I love a sad movie with a Happy Ending :)
Will watch again, maybe right now!

The Canterville Ghost (1944)

I love Margaret O'Brien! Four stars for her!

The goofy old ghost is good. The young American is brash and awkward all at once. We didn't watch from the beginning, but despite that annoying chipper attitude that makes wartime movies almost unbearable during peace, the story is endearing in its own way.

Charles Laughton, who plays the daffy old ghost, played roles like Dr. Moreau in the Island of Lost Souls and Quasimodo in The Hunchback of Notre Dame. This must have been a nice break for him - to play a silly old man in funny old clothes and the most ridiculous mustache ever.

Will watch again - good one to watch with kids.

The Reluctant Debutante (1958)

Four Stars. I should dock it a star for the corny jokes and the dialogue and clunkiness of the timing, but I like the ending so much I'm giving it back.

Saw this one a while back and it's adorable. It's not quite the sixties but the same themes apply as in "Yours, Mine and Ours" and "Take Her, She's Mine" - the parents spend a lot of time shaking their heads in dismay at Kids These Days. But at least in this one the parents have their own conniving schemes - with the British Mum determined to get the most noble young man for her new step-daughter.

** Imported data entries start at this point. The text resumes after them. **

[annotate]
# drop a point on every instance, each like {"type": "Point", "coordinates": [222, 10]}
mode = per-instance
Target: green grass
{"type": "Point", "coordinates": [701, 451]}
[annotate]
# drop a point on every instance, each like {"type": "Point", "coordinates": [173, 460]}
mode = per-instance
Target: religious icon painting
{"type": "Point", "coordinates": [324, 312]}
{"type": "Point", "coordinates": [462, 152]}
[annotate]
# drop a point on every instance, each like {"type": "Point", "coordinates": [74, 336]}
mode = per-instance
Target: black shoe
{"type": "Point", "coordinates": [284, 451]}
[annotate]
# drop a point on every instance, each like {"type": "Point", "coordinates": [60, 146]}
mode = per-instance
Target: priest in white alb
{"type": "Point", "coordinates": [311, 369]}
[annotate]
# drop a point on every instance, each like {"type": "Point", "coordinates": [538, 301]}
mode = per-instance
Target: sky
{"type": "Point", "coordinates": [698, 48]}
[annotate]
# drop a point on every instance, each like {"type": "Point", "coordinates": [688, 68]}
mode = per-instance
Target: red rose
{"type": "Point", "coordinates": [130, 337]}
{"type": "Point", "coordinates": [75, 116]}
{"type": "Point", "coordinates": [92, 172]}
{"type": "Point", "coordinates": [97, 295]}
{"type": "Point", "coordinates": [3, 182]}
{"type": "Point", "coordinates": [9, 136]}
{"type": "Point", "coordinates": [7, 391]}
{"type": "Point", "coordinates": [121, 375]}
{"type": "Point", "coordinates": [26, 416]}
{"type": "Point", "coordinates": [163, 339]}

Sandra Dee in classic Sandra Dee fashion is crazy for a young drummer, despite being introduced to all the nice young society men at the parties of The Season in London she insists on dancing with a member of the band.

It's fun to see that the debutantes are direct descendants of the noble young ladies depicted in historical romance novels - only we're catching an imaginary version of the events as they faded into modern times. Rock'n'Roll was about to blow the waltz out of the water.

In a twist at the end the young drummer turns out to be more noble than the young gentlemen of the ball.

Rex Harrison is very funny as the overprotective father.

This is a favorite, will definitely watch again.

Here Comes the Groom (1951)

I almost missed out on blogging this one!

After the war, a war correspondent exasperates his fiance by staying in France, trying to convince families back home in America to adopt war orphans. She sends him a sort of a Dear John letter bemoaning all the children she should have if they had been married when they should have.

This gives him an idea to surprise her with an orphan.

In the first half hour of the film, the most memorable moment comes when a young orphan girl sings Caro Nome. They just let her sing the whole thing without interruption, and it's beautiful. It doesn't necessarily make some greater point in the movie, but it's moving, and it's something that would never happen in a modern movie, I'm sure. It doesn't feel like a moment too long.

The comedy picks up when you get back to America with Bing, orphans in tow, and learn that our girl back home has left him and it is the eve of her marriage to a blue-blooded millionaire.

Of course that doesn't discourage Bing - the hijinks that follow are partly about the clash of cultures when the humble daughter of a fisherman marries into a family of high breeding. It's more of a send-up of the wealthy than of the working class, but it does play both ways.

In the middle of it all is Bing, using wrestling to loosen up the upper class and bring them down to his level.

This movie is darling and wonderful. Four stars, will definitely watch again!